Coupling effects of high magnetic field and annealing on the microstructure evolution and mechanical properties of additive manufactured Ti–6Al–4V

Abstract Additive manufacturing (AM) is playing a critical role in the areas of in-space intelligent manufacturing and on-orbital serving technologies. One of challenges is to reveal the composition-processing-microstructure-property relationship during post-treatment process, which would promote the AMed-product with excellent quality. In present work, the integration of heat and magnetic fields provides an approach to optimize microstructures and to enhance the mechanical properties of the selective laser melting (SLM) fabricated Ti–6Al–4V alloy. The conditions for post-treatment processes are set up to 400 °C for 30 min with 2 T, 4 T, 6 T, 8 T and 10 T, respectively.
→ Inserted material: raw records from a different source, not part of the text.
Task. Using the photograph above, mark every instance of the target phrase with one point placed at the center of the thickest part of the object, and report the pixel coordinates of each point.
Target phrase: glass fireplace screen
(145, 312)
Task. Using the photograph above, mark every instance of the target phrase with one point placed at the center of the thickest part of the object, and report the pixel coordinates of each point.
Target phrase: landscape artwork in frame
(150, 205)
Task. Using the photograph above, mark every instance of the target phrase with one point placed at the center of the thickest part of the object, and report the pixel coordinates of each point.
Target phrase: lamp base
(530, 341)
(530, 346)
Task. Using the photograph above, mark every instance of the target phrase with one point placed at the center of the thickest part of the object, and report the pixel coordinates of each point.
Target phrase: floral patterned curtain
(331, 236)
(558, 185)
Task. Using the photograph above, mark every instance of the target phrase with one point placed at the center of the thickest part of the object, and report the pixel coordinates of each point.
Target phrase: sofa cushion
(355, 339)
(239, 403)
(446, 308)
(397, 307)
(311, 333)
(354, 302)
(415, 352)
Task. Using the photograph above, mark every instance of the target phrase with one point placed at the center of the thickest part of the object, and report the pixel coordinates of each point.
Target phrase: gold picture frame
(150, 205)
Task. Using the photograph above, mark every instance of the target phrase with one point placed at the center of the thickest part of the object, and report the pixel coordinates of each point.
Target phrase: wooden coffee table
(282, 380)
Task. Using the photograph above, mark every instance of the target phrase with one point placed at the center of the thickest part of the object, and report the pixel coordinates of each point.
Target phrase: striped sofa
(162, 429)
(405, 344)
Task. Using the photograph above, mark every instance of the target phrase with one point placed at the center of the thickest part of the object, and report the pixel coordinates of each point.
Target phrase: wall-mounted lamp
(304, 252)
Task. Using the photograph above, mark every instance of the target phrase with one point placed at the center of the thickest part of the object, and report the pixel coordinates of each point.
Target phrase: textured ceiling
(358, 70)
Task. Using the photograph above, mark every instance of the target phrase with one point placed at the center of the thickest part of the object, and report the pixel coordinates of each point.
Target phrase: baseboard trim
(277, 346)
This coupling effects not only promote the phase transformation of α'→α+β, but also modify the width of the α'/α phases. The α'/α morphology after post-treatment becomes finer than the as-built ones, attributing to grain refinement strengthening. Moreover, the yield strength and the ductility of the annealed specimen in 8 T high magnetic field are 1092.1 MPa and 15.1% respectively, which could beat the classical reported SLM-fabricated ones and be comparable to the wrought ones. This work provides the connections between magnetic heating treatments and mechanical properties, paving a path to accelerate the development of space technology and exploration.